Suddenly it hit me. Breasts. It’s the goddamn breasts that have done it.
As a friend of mine put it in defense, “but Adrianne, breasts make everything awesome.” You don’t have to state the obvious. My whole life I’ve been championing breasts and their cause. They make any outfit look fantastic, you can be sunburned to a crisp and still deemed oddly desirable in some way, and, of course, everybody needs a bosom for a pillow.
But there’s also an unfortunate side effect to the owner of this particular development: just as you are, we become constantly aware of ourselves.
I’d thought the main hurdle to get over was pubescence, but it turns out that even as you become comfortable in your body, you can feel like everyone in the world is staring at it. And instead of being consoled by the knowledge of your own pubescent insanity and its forseeable departure, at this age people expect you to just get used to it — postmodern psuedo-scientific articles lecture you about evolution, sexual advantages, how male aggression and female pomp is “human nature.”
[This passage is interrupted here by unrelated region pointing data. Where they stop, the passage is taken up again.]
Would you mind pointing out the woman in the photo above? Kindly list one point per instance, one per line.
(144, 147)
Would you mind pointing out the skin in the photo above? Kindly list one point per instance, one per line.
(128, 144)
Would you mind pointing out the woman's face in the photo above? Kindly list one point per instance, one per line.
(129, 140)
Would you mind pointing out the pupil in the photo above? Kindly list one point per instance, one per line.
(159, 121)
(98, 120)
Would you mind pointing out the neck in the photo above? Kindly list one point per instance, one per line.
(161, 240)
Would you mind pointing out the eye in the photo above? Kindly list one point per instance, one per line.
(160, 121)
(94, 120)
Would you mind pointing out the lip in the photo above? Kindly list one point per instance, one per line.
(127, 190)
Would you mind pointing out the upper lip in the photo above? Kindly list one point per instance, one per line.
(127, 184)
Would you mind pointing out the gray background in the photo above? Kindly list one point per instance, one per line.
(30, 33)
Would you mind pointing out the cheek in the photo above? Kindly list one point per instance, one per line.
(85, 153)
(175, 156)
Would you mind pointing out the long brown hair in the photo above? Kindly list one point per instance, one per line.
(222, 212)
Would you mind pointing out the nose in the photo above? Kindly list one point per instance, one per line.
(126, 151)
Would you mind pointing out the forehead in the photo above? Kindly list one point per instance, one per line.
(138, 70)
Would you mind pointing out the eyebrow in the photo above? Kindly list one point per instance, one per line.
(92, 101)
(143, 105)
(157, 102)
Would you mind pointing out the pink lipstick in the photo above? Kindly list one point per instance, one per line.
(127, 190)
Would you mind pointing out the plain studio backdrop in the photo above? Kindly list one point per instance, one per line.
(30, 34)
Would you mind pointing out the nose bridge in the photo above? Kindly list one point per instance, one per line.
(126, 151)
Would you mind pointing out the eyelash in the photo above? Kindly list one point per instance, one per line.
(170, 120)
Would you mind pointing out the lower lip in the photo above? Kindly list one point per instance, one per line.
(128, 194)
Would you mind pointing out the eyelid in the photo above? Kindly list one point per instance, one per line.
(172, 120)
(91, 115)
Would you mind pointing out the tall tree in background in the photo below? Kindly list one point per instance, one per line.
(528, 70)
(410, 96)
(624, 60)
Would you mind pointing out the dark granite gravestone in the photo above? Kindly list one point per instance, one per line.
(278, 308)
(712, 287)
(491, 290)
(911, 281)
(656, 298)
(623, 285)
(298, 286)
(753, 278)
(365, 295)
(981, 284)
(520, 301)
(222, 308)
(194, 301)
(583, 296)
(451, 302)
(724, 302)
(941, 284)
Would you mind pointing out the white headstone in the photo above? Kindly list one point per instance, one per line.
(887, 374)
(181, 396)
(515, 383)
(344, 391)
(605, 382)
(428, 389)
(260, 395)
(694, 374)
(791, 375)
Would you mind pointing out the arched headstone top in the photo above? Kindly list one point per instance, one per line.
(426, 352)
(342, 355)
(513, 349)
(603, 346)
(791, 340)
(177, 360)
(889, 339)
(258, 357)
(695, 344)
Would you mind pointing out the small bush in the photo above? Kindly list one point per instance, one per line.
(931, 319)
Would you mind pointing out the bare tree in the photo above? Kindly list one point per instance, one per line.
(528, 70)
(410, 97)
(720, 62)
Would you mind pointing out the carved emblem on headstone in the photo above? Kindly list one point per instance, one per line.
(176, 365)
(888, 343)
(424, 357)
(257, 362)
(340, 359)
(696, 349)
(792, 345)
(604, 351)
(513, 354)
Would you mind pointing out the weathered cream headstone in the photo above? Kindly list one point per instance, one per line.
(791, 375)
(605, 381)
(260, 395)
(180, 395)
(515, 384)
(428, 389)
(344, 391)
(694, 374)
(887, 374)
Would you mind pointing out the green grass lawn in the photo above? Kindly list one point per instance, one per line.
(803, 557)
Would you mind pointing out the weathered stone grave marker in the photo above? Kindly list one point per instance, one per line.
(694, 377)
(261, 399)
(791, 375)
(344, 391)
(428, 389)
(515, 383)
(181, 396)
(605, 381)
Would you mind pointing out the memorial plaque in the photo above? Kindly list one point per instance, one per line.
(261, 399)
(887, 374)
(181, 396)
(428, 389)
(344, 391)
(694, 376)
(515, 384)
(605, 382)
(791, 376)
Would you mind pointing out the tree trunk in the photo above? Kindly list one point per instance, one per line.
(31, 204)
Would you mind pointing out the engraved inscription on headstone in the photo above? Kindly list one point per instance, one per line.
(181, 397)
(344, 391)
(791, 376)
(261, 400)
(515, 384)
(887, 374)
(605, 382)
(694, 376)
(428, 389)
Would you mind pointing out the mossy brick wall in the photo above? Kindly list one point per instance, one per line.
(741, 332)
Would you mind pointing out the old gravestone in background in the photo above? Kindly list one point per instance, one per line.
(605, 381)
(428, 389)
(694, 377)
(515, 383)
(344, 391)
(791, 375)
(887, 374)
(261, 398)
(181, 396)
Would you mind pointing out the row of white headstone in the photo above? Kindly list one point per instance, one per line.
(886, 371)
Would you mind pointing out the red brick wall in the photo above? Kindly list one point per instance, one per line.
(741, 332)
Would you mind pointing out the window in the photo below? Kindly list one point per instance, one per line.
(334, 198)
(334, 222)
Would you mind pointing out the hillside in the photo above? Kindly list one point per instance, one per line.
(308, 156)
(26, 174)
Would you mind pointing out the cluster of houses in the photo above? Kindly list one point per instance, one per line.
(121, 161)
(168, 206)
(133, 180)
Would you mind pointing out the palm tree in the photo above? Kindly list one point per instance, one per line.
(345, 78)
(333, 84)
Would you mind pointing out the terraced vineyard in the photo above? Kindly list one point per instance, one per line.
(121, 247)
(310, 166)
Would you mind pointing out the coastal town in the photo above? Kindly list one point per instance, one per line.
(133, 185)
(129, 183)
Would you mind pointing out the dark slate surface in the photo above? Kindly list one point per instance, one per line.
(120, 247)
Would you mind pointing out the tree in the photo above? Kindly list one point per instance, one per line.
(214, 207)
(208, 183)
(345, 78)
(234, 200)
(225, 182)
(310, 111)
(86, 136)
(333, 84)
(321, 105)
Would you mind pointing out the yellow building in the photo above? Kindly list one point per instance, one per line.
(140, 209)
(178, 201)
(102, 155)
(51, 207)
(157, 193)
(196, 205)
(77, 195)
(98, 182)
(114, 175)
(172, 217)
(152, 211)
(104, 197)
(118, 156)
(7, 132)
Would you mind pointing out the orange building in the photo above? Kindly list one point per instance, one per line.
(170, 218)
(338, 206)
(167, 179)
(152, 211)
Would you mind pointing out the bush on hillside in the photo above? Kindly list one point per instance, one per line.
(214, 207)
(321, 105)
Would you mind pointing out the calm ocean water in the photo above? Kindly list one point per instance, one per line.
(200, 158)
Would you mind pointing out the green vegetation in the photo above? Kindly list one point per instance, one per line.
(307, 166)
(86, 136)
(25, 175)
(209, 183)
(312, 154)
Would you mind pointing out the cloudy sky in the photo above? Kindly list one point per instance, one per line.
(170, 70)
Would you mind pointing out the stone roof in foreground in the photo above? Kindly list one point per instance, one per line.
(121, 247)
“Jesus Christ,” I thought to myself, “If I thought about my left arm as often as I think about my breasts, I would have to commit myself to an asylum.”
And this is the main change I’ve been searching for all these years, from Boston to Minneapolis to Venice to the rural shores of Lake Superior: I can’t get lost in my own thoughts in public any more. There’s always this awareness, this fear of welcoming something, the sensation of being watched. You turn twelve and you’re all “oh sweet, I’m developing brains and a personality, I’m going to go enjoy these now” and then BAM, breasts hit you like a mack truck. Suddenly everyone’s paying attention.
“Some day,” I thought, comforted, “I will be older, wrinklier, saggier, and then I’ll finally be left to my own thoughts again.”
It struck me as depressing that this seemed so far off, yet the prospect of its actualization was little comfort as well; after all, it’s fun to be pretty, desirable to be desirable. Stupid life: how confusing. I was standing on the top of an island at the time, the wind blowing a flowered dress in pirouettes around my still-young legs, a picture someone could be taking. My family was clambering over rocks in the distance.
Suddenly, with the movements of a paranoid wild rodent, I was ducking down into a crevasse, dodging into a hidden nook of the rocks, so that I could see nothing around me: no people, no distant cabins, nothing but water and jagged stone. The wind was insane here, blowing up my dress, driving my hair into my eyes. It was a wonderful combination of invisibility, sensation and chaos: just like old times.
“Aha,” I thought, crumpled into the warm black rock, “there.”